R - Conjuguer la faible solvabilité de toutes ces populations des pays du sud avec leurs besoins d'une eau facile d'accès et de qualité n'est évidemment pas très simple. Mais, j'observe que les sociétés qui investissent dans ce domaine, dès lors que l'aide publique au développement a pu souvent prendre en charge par exemple la question des études préalables qui est souvent lourde, acceptent de retarder le moment où il y aura un retour sur investissements et prennent en quelque sorte le risque d'être mal payées ou sous-payées, pendant les premières années, en pariant que l'accroissement des réseaux, l'augmentation du nombre de consommateurs progressivement les amènera à une situation d'équilibre. Mais il faut, et vous avez raison de le souligner, qu'à cet investissement privé s'ajoute nécessairement une aide publique au développement. C'est l'affaire de la communauté internationale, c'est aussi l'affaire des Etats eux-mêmes qu'il faut sensibiliser car, même s'ils ont peu de moyens, il faut qu'ils en consacrent une partie à l'alimentation en eau de leur population.

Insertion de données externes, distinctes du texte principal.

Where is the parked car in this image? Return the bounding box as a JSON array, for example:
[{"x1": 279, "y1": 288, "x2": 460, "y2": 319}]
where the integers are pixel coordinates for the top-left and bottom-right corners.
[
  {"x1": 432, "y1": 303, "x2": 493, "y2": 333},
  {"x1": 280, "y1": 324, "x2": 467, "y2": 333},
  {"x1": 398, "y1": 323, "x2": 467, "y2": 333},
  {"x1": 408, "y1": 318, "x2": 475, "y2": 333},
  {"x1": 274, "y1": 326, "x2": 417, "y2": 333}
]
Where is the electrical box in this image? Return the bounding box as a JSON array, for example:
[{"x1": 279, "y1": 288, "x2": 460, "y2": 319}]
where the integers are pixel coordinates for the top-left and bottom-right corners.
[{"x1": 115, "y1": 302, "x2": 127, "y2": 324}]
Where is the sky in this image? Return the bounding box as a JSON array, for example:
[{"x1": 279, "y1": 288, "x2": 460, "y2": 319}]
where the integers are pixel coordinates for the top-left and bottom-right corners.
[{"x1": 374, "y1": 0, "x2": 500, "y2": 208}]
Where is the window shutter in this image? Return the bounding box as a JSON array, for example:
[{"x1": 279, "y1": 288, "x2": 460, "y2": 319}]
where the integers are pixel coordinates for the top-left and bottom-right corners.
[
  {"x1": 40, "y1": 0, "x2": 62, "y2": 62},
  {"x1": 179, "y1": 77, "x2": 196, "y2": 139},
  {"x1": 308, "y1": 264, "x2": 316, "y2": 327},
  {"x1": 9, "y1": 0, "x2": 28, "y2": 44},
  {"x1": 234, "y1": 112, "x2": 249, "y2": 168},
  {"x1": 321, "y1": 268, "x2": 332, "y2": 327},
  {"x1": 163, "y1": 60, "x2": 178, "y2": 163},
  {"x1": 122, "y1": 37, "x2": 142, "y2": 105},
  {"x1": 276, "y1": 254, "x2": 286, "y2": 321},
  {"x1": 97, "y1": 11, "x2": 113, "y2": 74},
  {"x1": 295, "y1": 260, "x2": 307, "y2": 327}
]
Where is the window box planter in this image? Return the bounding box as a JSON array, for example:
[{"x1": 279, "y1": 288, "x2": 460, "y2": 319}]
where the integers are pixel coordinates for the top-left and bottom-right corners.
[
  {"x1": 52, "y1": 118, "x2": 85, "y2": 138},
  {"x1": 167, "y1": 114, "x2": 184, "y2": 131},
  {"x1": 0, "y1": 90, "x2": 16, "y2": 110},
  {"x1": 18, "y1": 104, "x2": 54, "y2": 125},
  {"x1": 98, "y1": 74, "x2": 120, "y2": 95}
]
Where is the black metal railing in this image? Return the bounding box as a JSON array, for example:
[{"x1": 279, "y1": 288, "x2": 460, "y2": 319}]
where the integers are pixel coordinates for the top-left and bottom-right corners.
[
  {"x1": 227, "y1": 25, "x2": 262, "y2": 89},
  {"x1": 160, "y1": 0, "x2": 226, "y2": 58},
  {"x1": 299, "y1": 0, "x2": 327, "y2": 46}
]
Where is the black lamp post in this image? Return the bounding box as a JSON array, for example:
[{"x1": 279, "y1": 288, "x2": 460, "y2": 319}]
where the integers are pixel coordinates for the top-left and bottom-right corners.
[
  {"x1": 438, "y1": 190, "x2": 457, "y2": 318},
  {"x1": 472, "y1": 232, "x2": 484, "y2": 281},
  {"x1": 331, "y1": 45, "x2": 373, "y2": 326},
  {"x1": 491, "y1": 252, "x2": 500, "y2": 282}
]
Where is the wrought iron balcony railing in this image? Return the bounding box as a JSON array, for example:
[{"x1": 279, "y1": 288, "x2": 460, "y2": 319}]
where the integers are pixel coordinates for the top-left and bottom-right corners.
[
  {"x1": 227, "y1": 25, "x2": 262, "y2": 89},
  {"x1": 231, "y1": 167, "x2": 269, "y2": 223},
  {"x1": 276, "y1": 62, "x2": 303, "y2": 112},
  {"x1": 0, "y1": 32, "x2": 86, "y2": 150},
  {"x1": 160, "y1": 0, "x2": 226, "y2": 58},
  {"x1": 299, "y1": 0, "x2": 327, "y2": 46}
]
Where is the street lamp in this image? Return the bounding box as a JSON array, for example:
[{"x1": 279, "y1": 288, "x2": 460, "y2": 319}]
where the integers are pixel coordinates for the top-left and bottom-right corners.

Q - En matière d'aide publique au développement, la question est traitée en France par des intervenants divers et variés, avez-vous une solution pour articuler cela de manière plus globale ?
R - Nous avons fait le choix de mettre en place un office interministériel de l'eau, convaincus en effet qu'il faut qu'il y ait davantage de cohérence entre les interventions du ministère des Affaires étrangères de son côté, de l'Environnement, de la Santé, de l'Agriculture en encore beaucoup d'autres. Je pense que c'est une lettre de mission du Premier ministre qui va mettre en place dans les prochaines semaines ce lieu interministériel qui devrait nous donner plus de cohérence et j'espère plus d'efficacité.
Q - Qui siégera ? Où ?
R - C'est le ministère des Affaires étrangères qui est chargé de son fonctionnement, c'est donc probablement dans un des locaux du ministère des Affaires étrangères que cette agence va s'installer, mais je ne peux pas préjuger de la rue car nous avons un immobilier un peu compliqué dans Paris.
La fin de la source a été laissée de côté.